Seymour Bicknell Young Sr. (October 3, 1837 – December 15, 1924) was a general authority of the Church of Jesus Christ of Latter-day Saints from 1882 until his death.

== Biography ==

Young was born to Latter Day Saint converts Joseph Young and Jane A. Bicknell in Kirtland, Ohio. His uncle was Latter Day Saint apostle Brigham Young. As an infant, Seymour Young was present with his mother at the Haun's Mill massacre. He moved with his family to Nauvoo, Illinois in 1839 and then to the Salt Lake Valley as Mormon pioneers in 1850.

From 1857 to 1858, Young served as a Mormon missionary in England, working primarily in Yorkshire and Lincolnshire. He was called home to Utah Territory prematurely because of the Utah War. In 1870 and 1871 Young accompanied his father on a mission to England and Scotland; the two also preached in and visited relatives in Ohio and New York.

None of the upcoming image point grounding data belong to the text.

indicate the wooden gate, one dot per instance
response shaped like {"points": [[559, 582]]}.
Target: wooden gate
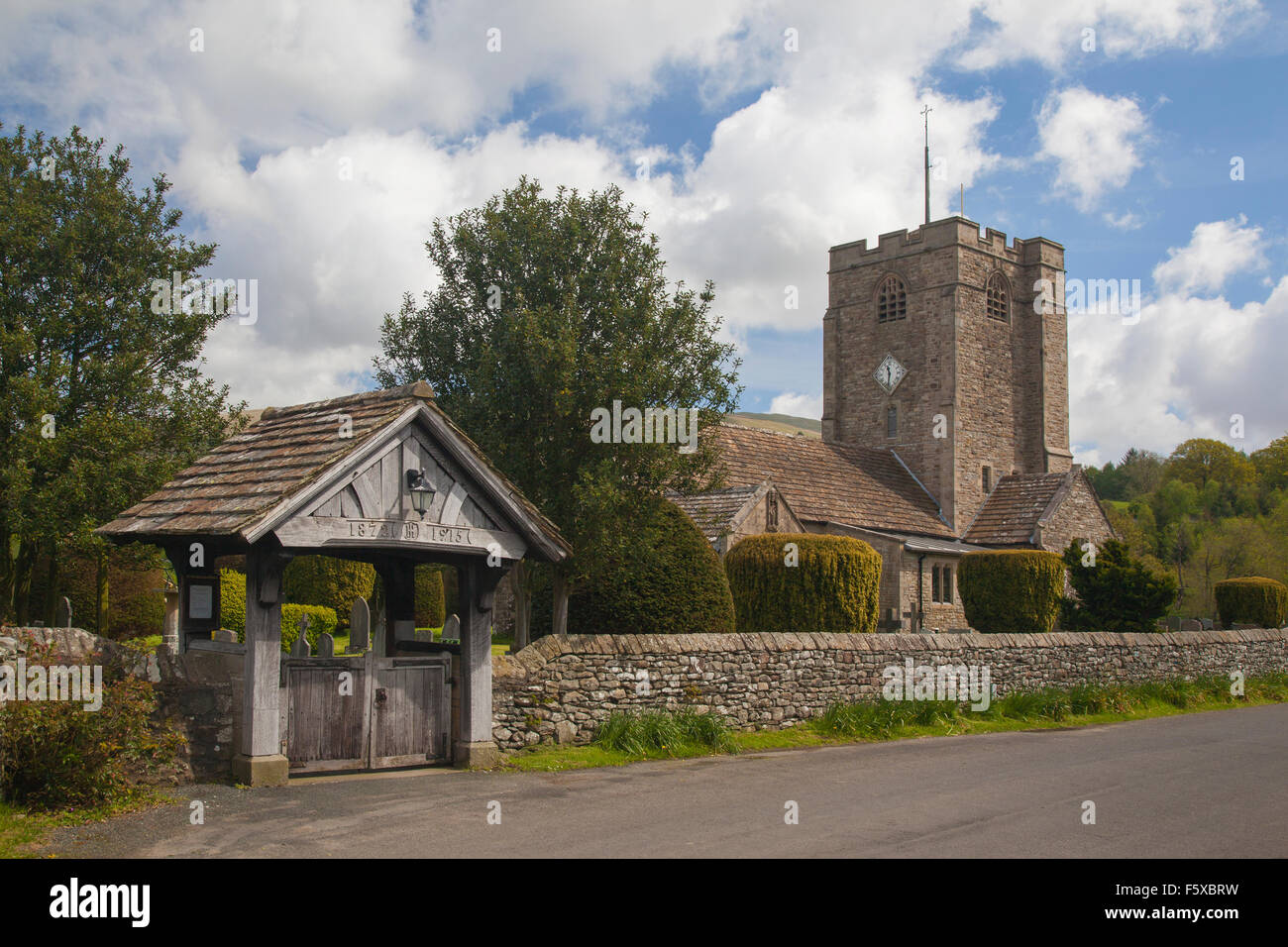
{"points": [[387, 711]]}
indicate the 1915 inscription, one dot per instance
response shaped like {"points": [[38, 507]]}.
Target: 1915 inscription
{"points": [[407, 530]]}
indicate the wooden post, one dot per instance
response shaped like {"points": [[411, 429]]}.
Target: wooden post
{"points": [[475, 745], [559, 616], [261, 762]]}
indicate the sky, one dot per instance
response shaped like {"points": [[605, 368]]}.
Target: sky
{"points": [[317, 142]]}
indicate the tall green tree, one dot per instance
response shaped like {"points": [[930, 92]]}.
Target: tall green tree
{"points": [[553, 307], [101, 392]]}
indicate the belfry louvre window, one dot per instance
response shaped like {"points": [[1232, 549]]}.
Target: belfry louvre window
{"points": [[999, 298], [892, 299]]}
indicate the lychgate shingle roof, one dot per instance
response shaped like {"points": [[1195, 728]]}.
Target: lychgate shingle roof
{"points": [[831, 482], [1012, 512], [250, 475], [252, 472]]}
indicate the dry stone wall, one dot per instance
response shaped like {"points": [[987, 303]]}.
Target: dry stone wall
{"points": [[562, 688]]}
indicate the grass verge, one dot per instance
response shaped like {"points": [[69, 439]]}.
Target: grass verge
{"points": [[25, 831], [631, 738]]}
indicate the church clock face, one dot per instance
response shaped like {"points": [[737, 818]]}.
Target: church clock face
{"points": [[889, 373]]}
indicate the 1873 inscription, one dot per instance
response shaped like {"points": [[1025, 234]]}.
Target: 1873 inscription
{"points": [[407, 530]]}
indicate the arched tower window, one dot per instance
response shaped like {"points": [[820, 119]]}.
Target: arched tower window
{"points": [[892, 299], [999, 298]]}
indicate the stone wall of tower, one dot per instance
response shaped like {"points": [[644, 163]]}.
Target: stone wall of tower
{"points": [[1001, 388], [854, 406]]}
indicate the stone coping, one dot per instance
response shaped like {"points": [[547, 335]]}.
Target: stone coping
{"points": [[552, 647]]}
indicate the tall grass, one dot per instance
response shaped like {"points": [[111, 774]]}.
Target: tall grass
{"points": [[665, 732]]}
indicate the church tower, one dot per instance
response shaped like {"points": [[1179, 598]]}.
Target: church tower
{"points": [[949, 348]]}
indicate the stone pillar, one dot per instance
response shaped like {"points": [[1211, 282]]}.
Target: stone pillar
{"points": [[475, 745], [261, 762]]}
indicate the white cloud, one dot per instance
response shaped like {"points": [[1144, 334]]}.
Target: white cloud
{"points": [[1094, 140], [1052, 34], [1216, 250], [798, 405], [1188, 365], [253, 131]]}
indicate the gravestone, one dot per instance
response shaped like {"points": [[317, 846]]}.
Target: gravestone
{"points": [[64, 612], [301, 643], [360, 626]]}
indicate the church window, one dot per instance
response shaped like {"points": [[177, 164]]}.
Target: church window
{"points": [[892, 299], [999, 298]]}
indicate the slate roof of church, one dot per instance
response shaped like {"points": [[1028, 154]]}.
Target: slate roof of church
{"points": [[277, 457], [829, 482], [713, 513], [1012, 512]]}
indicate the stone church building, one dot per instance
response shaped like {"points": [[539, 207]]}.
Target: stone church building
{"points": [[945, 419]]}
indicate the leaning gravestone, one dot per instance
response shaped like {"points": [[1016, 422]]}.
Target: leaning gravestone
{"points": [[360, 626], [301, 643]]}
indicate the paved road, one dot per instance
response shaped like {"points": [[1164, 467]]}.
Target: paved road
{"points": [[1212, 784]]}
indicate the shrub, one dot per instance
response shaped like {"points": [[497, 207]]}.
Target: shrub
{"points": [[55, 754], [232, 613], [1253, 600], [668, 579], [322, 579], [1012, 590], [832, 586], [1119, 592], [232, 600], [429, 596]]}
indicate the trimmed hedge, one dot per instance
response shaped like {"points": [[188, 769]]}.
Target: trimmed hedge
{"points": [[1119, 592], [833, 586], [429, 596], [1012, 590], [232, 600], [232, 612], [1253, 600], [323, 579], [665, 579]]}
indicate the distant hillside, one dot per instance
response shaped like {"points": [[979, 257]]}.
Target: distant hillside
{"points": [[785, 424]]}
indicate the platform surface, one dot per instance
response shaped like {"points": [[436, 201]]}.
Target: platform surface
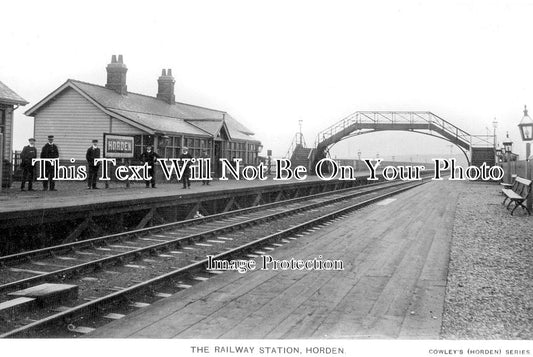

In 1874, Young graduated with a medical degree from University Medical College in New York City; shortly thereafter, he began practicing medicine in Salt Lake City.

In 1882, Young became a member of the First Seven Presidents of the Seventy. He became the senior president of the seven-man council in 1892, and retained this position until his death. He also became a member of the general board of the Deseret Sunday School Union.

On October 9, 1884, Young became one of the last individuals added to the church's Council of Fifty. Young practiced plural marriage and was married to two wives and was the father of 13 children.

Young died of nephritis in Salt Lake City, Utah.